Primaquine, the only widely available treatment to prevent relapsing Plasmodium vivax malaria, is produced as 15 mg tablets, and new paediatric formulations are being developed. To inform the optimal primaquine dosing regimen for children, we aimed to determine the efficacy and safety of different primaquine dose strategies in children younger than 15 years.

Methods

We undertook a systematic review (Jan 1, 2000–July 26, 2024) for P vivax efficacy studies with at least one treatment group that was administered primaquine over multiple days, that enrolled children younger than 15 years, that followed up patients for at least 28 days, and that had data available for inclusion by June 30, 2022. Patients were excluded if they were aged 15 years or older, presented with severe malaria, received adjunctive antimalarials within 14 days of diagnosis, commenced primaquine more than 7 days after starting schizontocidal treatment, had a protocol violation in the original study, or were missing data on age, sex, or primaquine dose. Available individual patient data were collated and standardised. To evaluate efficacy, the risk of recurrent P vivax parasitaemia between days 7 and 180 was assessed by time-to-event analysis for different total mg/kg primaquine doses (low total dose of ∼3·5 mg/kg and high total dose of ∼7 mg/kg). To evaluate tolerability and safety, the following were assessed by daily mg/kg primaquine dose (low daily dose of ∼0·25 mg/kg, intermediate daily dose of ∼0·5 mg/kg, and high daily dose of ∼1 mg/kg): gastrointestinal symptoms (vomiting, anorexia, or diarrhoea) on days 5–7, haemoglobin decrease of at least 25% to less than 7g/dL (severe haemolysis), absolute change in haemoglobin from day 0 to days 2–3 or days 5–7, and any serious adverse events within 28 days. This study is registered with PROSPERO, CRD42021278085.

Findings

In total, 3514 children from 27 studies and 15 countries were included. The cumulative incidence of recurrence by day 180 was 51·4% (95% CI 47·0–55·9) following treatment without primaquine, 16·0% (12·4–20·3) following a low total dose of primaquine, and 10·2% (8·4–12·3) following a high total dose of primaquine. The hazard of recurrent P vivax parasitaemia in children younger than 15 years was reduced following primaquine at low total doses (adjusted hazard ratio [HR] 0·17, 95% CI 0·11–0·25) and high total doses (0·09, 0·07–0·12), compared with no primaquine. In 525 children younger than 5 years, the relative rates of recurrence were also reduced, with an adjusted HR of 0·33 (95% CI 0·18–0·59) for a low total dose and 0·13 (0·08–0·21) for a high total dose of primaquine compared with no primaquine.
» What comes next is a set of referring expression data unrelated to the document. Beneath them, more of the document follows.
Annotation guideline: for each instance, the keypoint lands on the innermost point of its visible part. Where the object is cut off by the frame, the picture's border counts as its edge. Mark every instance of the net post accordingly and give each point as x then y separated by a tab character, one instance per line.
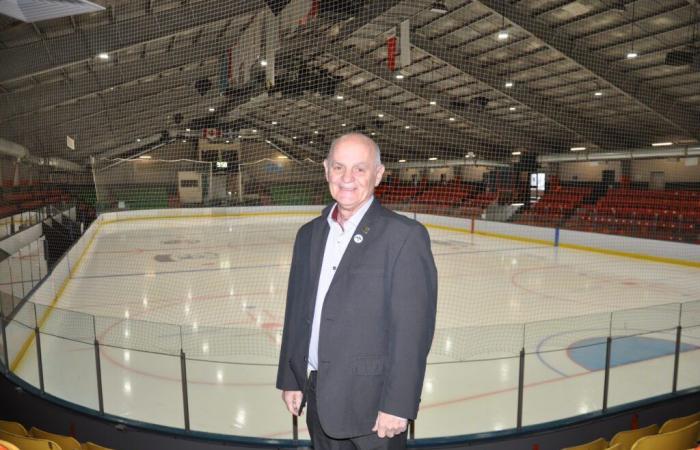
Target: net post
98	376
40	366
606	380
6	368
521	388
676	357
295	428
185	399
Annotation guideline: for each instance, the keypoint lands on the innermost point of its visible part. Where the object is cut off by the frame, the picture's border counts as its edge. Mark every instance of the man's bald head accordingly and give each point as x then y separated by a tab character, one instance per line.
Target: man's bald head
360	139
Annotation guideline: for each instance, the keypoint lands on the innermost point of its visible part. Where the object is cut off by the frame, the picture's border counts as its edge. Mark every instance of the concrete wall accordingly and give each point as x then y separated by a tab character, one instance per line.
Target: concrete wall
676	170
587	171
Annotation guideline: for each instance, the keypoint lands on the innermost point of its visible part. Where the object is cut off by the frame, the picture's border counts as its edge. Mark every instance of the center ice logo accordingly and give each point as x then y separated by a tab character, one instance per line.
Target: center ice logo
175	257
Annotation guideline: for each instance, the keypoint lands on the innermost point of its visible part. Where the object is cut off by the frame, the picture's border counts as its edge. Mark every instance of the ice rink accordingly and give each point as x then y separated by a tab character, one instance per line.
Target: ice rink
215	288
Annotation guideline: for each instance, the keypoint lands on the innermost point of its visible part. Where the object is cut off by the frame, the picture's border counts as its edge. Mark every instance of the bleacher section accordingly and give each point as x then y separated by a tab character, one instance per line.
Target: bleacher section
555	207
681	433
13	201
452	199
666	215
16	434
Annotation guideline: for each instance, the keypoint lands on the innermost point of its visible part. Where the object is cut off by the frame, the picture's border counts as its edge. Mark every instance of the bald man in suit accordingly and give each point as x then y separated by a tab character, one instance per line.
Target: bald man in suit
360	313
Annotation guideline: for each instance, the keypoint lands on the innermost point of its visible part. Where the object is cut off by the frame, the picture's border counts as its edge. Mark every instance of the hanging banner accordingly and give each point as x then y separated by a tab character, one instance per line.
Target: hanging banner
391	53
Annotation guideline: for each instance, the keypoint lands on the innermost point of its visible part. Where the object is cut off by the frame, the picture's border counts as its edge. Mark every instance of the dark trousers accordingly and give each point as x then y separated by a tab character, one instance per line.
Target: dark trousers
321	441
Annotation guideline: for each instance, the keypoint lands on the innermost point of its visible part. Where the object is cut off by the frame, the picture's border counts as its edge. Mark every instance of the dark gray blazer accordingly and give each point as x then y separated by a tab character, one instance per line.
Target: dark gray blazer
377	321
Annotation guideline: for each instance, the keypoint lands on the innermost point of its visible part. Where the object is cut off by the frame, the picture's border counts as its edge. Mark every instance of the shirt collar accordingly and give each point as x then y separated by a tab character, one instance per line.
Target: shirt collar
356	218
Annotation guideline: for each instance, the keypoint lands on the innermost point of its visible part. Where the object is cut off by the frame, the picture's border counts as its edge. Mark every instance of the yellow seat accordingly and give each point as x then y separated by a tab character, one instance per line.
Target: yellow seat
679	422
28	443
66	442
4	445
91	446
13	427
627	438
682	439
598	444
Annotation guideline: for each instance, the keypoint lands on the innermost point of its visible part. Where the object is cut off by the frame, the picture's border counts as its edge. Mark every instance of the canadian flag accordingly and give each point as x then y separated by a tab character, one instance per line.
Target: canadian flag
211	133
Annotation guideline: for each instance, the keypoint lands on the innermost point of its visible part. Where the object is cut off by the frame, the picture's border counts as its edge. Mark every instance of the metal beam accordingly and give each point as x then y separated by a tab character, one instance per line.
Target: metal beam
588	130
383	136
113	37
481	119
666	108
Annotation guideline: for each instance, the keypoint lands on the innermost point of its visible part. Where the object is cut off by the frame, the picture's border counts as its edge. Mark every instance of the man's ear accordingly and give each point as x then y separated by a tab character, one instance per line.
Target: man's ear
380	173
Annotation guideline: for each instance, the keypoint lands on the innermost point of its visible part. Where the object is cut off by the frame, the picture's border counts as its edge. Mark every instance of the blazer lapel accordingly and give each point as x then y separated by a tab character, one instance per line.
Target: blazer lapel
319	235
364	233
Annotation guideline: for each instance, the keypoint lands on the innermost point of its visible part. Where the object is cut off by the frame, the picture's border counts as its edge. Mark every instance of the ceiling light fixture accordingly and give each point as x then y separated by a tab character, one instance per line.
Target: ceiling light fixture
632	54
503	34
439	7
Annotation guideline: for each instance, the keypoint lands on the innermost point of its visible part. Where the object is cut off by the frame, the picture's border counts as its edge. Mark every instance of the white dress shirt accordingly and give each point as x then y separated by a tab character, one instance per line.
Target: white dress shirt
338	239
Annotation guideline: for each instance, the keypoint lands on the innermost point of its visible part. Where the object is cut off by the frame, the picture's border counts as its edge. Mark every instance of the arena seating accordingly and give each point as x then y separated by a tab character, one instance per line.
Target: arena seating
555	207
681	439
13	427
679	422
17	436
15	201
626	439
66	442
598	444
681	433
665	215
28	443
4	445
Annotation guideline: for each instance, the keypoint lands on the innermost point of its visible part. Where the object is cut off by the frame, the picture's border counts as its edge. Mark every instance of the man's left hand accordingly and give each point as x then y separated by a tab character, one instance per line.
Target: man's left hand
388	425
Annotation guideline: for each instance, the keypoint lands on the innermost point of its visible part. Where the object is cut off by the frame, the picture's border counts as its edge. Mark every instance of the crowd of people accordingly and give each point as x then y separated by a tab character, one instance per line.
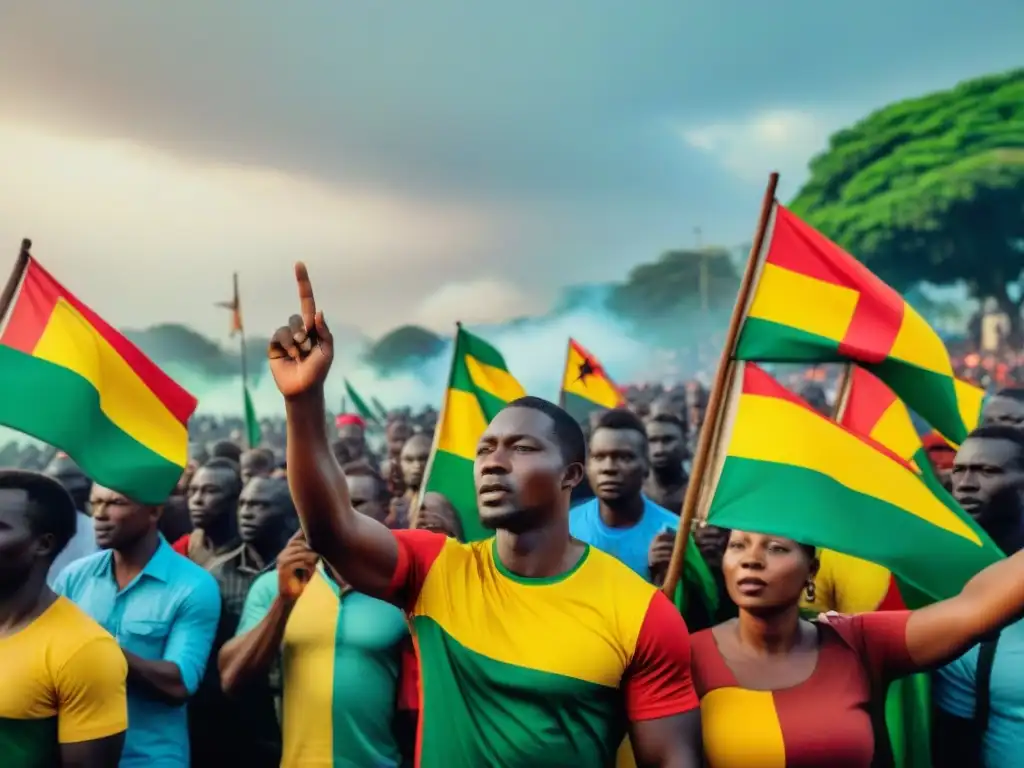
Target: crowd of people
303	603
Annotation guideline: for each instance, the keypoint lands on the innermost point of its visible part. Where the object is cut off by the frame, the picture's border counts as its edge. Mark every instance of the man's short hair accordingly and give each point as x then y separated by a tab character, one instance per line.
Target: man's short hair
50	509
621	419
568	435
1001	432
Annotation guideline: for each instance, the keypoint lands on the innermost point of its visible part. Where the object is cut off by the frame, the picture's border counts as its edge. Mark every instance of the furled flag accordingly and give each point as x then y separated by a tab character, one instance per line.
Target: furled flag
359	404
73	381
813	302
254	434
586	387
479	386
779	467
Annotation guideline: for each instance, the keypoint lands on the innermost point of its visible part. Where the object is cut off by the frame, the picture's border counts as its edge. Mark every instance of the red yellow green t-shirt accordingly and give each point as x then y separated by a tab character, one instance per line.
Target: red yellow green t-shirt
62	682
535	673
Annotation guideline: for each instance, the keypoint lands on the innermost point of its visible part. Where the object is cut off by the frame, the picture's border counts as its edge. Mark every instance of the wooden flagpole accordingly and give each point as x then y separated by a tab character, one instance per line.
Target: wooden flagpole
20	264
716	398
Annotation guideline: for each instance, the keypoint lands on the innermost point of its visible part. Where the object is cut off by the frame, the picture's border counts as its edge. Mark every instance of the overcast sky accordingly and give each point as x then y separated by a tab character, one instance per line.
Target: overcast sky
430	160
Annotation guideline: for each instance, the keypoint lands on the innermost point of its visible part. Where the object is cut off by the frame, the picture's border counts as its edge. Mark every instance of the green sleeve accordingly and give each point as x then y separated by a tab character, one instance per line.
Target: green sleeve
258	601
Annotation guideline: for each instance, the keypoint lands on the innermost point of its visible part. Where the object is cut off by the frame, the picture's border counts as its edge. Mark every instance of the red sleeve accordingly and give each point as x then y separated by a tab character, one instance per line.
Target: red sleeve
181	546
657	683
409	681
880	638
417	552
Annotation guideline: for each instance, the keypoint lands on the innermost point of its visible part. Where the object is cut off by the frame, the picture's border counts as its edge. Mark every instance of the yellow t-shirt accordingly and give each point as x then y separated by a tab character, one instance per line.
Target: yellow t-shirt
64	681
848	585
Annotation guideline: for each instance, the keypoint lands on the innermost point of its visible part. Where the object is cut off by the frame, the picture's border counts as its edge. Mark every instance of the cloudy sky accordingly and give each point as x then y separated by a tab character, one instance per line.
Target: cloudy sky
429	160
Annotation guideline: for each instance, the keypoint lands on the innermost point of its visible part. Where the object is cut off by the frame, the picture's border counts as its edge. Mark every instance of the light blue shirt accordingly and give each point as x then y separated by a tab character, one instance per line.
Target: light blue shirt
628	545
168	612
953	690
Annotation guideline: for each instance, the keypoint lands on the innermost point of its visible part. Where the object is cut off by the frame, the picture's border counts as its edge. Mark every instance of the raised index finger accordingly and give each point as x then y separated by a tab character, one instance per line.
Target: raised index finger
307	304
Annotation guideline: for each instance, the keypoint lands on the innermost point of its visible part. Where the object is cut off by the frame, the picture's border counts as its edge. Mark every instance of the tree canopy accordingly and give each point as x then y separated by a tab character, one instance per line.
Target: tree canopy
930	188
675	283
403	347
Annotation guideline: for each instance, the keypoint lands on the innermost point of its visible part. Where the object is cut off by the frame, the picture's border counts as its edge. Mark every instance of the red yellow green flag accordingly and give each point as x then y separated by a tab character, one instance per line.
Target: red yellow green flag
586	387
71	380
782	468
813	302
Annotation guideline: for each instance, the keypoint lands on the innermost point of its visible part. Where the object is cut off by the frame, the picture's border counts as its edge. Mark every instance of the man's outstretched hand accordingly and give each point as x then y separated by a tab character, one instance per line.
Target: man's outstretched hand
301	352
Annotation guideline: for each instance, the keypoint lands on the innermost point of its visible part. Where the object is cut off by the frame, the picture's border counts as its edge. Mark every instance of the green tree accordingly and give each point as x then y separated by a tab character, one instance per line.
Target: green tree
931	188
679	281
402	348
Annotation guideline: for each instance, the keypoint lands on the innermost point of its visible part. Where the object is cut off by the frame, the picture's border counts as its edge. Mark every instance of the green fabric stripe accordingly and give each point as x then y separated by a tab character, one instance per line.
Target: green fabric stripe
253	433
579	407
813	508
908	720
452	476
58	407
478	712
765	341
29	743
360	407
932	395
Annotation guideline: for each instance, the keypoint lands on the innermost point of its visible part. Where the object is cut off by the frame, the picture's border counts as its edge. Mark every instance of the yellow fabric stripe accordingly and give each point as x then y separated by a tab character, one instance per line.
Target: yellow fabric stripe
918	344
72	342
494	381
895	430
741	729
463	425
307	668
796	300
818	445
597	389
595	613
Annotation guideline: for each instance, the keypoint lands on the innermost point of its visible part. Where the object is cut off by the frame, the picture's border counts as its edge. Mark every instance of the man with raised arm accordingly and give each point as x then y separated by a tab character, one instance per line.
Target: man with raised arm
536	649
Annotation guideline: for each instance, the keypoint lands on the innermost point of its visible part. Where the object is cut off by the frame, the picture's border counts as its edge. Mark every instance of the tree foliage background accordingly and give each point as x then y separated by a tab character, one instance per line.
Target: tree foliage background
931	188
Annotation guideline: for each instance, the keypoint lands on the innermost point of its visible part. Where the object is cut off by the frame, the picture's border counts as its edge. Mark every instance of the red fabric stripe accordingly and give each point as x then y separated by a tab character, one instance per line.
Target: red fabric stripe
800	248
40	292
758	382
867	401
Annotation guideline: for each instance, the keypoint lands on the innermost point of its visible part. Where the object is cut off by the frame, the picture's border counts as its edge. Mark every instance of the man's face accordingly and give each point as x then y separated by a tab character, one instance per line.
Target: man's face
666	444
366	495
987	478
118	520
519	471
616	464
1005	411
261	509
18	547
415	455
212	494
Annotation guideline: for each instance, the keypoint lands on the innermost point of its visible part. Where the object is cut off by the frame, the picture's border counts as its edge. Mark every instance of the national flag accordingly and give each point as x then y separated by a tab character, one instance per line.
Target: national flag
586	387
73	381
253	432
782	468
360	406
813	302
479	386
The rate of recurrence following a high total dose was reduced compared with a low dose in children younger than 15 years (adjusted HR 0·54, 95% CI 0·35–0·85) and children younger than 5 years (0·41, 0·21–0·78). Compared with no primaquine, children treated with any dose of primaquine had a greater risk of gastrointestinal symptoms on days 5–7 after adjustment for confounders, with adjusted risks of 3·9% (95% CI 0–8·6) in children not treated with primaquine, 9·2% (0–18·7) with a low daily dose of primaquine, 6·8% (1·7–12·0) with an intermediate daily dose of primaquine, and 9·6% (4·8–14·3) with a high daily dose of primaquine. In children with 30% or higher glucose-6-phosphate dehydrogenase (G6PD) activity, there were few episodes of severe haemolysis following no primaquine (0·4%, 95% CI 0·1–1·5), a low daily dose (0·0%, 0·0–1·6), an intermediate daily dose (0·5%, 0·1–1·4), or a high daily dose (0·7%, 0·2–1·9). Of 15 possibly drug-related serious adverse events in children, two occurred following a low, four following an intermediate, and nine following a high daily dose of primaquine.

Interpretation

A high total dose of primaquine was highly efficacious in reducing recurrent P vivax parasitaemia in children compared with a low dose, particularly in children younger than 5 years. In children treated with high and intermediate daily primaquine doses compared with low daily doses, there was no increase in gastrointestinal symptoms or haemolysis (in children with 30% or higher G6PD activity), but there were more serious adverse events.

Funding

Medicines for Malaria Venture, Bill & Melinda Gates Foundation, and Australian National Health and Medical Research Council.
治疗 15 岁以下儿童无并发症间日疟原虫疟疾的伯氨喹:系统综述和个体患者数据荟萃分析。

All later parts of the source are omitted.